The Botai genomes provide a critical snapshot of the genetic profile of pre-Bronze Age steppe populations. Our admixture modeling positions Botai primarily on an ancient genetic cline of the pre-Neolithic western Eurasian hunter-gatherers: stretching from the post-Ice Age western European hunter-gatherers (e.g. WHG) to EHG in Karelia and Samara to the Upper Paleolithic southern Siberians (e.g. AG3). Botai’s position on this cline, between EHG and AG3, fits well with their geographic location and suggests that ANE-related ancestry in the East did have a lingering genetic impact on Holocene Siberian and Central Asian populations at least till the time of Botai.
The most recent clear connection with the Botai ancestry can be found in the Middle Bronze Age Okunevo individuals (Figure S6C). In contrast, additional EHG-related ancestry is required to explain the forest-tundra populations to the east of the Urals (Figure 5 and Table S8). Their multi-way mixture model may in fact portrait a prehistoric two-way mixture of a WSH population and a hypothetical eastern Eurasian one that has an ANE-related contribution higher than that in Nganasans. Botai and Okunevo individuals prove the existence of such ANE ancestry-rich populations. Pre-Bronze Age genomes from Siberia will be critical for testing this hypothesis.

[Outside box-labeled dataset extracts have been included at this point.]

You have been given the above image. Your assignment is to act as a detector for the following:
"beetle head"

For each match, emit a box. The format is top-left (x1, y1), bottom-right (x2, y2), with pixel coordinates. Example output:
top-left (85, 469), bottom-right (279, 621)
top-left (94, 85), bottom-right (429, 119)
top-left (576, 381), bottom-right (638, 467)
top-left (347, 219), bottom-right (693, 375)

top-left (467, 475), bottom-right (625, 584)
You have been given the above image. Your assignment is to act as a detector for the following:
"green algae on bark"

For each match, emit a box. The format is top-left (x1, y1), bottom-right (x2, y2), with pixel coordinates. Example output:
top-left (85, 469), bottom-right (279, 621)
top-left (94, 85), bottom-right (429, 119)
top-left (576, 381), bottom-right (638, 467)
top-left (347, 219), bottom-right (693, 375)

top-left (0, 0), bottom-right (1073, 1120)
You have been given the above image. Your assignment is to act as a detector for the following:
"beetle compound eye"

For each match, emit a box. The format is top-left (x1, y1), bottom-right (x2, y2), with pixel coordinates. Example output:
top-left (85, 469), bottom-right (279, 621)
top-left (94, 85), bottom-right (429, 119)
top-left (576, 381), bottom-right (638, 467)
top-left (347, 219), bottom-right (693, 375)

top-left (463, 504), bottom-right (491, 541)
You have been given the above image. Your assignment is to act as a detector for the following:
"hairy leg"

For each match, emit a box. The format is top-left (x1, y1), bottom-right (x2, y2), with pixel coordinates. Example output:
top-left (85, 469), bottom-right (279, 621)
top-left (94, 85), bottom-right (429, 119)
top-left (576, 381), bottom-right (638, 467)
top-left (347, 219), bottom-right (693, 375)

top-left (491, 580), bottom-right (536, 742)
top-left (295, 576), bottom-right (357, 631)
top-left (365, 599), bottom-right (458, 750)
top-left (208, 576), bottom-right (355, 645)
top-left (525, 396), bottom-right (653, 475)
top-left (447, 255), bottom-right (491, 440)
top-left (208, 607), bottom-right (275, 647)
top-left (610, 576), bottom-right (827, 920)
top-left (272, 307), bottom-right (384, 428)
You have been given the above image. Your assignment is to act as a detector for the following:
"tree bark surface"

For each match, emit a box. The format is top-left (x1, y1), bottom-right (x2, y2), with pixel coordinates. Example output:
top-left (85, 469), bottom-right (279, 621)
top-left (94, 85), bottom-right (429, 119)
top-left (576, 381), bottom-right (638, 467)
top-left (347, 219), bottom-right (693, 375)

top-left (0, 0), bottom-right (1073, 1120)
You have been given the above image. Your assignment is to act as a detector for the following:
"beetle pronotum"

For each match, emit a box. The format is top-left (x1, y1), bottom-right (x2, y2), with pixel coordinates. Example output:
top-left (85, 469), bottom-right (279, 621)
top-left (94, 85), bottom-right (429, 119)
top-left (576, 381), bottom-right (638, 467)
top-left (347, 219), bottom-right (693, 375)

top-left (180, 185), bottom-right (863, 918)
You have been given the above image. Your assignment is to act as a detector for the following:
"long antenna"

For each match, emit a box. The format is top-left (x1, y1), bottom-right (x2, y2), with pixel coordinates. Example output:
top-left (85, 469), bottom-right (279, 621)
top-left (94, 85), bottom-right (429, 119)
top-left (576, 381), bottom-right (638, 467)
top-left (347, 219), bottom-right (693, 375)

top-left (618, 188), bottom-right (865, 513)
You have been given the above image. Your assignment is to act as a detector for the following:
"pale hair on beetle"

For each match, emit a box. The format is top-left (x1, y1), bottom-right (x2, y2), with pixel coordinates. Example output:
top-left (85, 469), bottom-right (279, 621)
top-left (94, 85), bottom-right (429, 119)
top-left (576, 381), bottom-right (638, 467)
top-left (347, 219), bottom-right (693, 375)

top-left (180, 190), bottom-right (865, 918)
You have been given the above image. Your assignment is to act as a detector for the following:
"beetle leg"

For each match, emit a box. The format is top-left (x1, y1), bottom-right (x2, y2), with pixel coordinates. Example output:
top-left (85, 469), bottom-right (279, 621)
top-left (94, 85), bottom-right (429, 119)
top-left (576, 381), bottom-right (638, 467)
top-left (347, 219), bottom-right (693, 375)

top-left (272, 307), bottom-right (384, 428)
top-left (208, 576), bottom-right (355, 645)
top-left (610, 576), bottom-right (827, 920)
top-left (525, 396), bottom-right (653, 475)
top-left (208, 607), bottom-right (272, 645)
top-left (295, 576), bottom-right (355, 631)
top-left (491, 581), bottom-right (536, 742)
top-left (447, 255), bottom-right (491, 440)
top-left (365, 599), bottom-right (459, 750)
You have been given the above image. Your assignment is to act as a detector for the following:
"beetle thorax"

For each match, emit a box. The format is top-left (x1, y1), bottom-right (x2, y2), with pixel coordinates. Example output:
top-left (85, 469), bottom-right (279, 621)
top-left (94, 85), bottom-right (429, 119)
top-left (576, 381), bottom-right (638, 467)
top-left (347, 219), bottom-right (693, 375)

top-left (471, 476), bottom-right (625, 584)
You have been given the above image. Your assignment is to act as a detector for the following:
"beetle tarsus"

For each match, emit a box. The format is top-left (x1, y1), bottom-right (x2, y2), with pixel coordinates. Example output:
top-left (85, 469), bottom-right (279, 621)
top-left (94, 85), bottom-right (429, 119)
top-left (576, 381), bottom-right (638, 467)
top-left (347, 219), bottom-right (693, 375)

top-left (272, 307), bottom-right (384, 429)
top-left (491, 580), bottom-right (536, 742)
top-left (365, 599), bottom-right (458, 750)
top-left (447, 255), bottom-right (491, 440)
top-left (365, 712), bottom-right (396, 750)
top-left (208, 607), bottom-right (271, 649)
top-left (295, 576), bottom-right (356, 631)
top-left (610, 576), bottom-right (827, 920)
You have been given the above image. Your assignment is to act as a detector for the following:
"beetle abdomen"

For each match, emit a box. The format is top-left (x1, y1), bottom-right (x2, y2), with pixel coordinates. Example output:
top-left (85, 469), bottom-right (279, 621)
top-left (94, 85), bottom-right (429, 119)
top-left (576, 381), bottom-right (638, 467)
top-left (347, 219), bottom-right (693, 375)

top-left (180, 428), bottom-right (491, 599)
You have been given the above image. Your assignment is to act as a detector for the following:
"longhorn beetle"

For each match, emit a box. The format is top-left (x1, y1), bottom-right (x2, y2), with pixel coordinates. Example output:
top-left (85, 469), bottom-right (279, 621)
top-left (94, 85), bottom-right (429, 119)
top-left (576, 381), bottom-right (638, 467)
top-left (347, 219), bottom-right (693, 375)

The first two PCs summarizing the genetic structure within 2,077 Eurasian individuals. The two PCs generally mirror geography. PC1 separates western and eastern Eurasian populations, with many inner Eurasians in the middle. PC2 separates eastern Eurasians along the north-south cline and also separates Europeans from West Asians. Ancient individuals (color-filled shapes), including two Botai individuals, are projected onto PCs calculated from present-day individuals.

So, to sum up:

  • Northern Eurasia forms a Uralic – Yeniseian cline from east to west, with contribution from Steppe, WHG, and Siberian ancestry. Siberian ancestry is represented by Palaeo-Siberian Nganasans, who adopted Samoyedic quite late. It was already known that the different waves of Siberian ancestry are too late and do not represent the spread of Uralic languages, so that leaves us with Steppe and WHG.
  • The Caucasus Mountains were a long-lasting prehistoric barrier to gene flow (as recently shown in Y-DNA, too).
  • The Botai sample (ca. 3632-3100 BC) represents thus the furthest east that R1b-P297 subclades had expanded (we did know that, and that they didn’t have close genetic links with Khvalynsk, so the haplogroup spread there probably much earlier). It expanded R1b-M269’s sister clade R1b-M73 (also found in the Baltic region), and the Botai are on the ‘eastern’ end of an ancient genetic cline stretching from WHG to EHG to Afontova Gora.

EDIT (23 MAY 2018) Both samples share mtDNA, and the male one shares Y-DNA, with those reported in Damgaard et al. (Nature 2018); although dates are slightly different (3371-3354 calBC for BOT 14), it is within the range given for this one; for the female, the dates are similar (3521-3377 calBC for BOT2016, 3517-3367 cal. BCE for this one). The lack of data on their origin may point to the fact that we only have different bone samples from the same two Botai individuals. So probably still 50% R1b-M73 (with the other 50% being N2* from BOT15)…

It seems therefore not only that R1b-M269 is bound to split from the parent haplogroup in or around the steppe or forest-steppe: the Mesolithic spread of haplogroup R1b in North Eurasia is wider and its relevance thus greater than previously thought.

We may need to rethink the role of haplogroup R1a in spreading EHG and Indo-Uralic from east to west…

Featured image, from the supplementary materials: Frequency distribution map of the Y-chromosomal haplogroup R1b-P343(xM269) identified in the Eneolithic Botai individual. All modern Eurasian samples with this haplogroup tested to date for the downstream markers fall into R1b-M73 branch, suggesting Botai sample be one of its earliest representatives.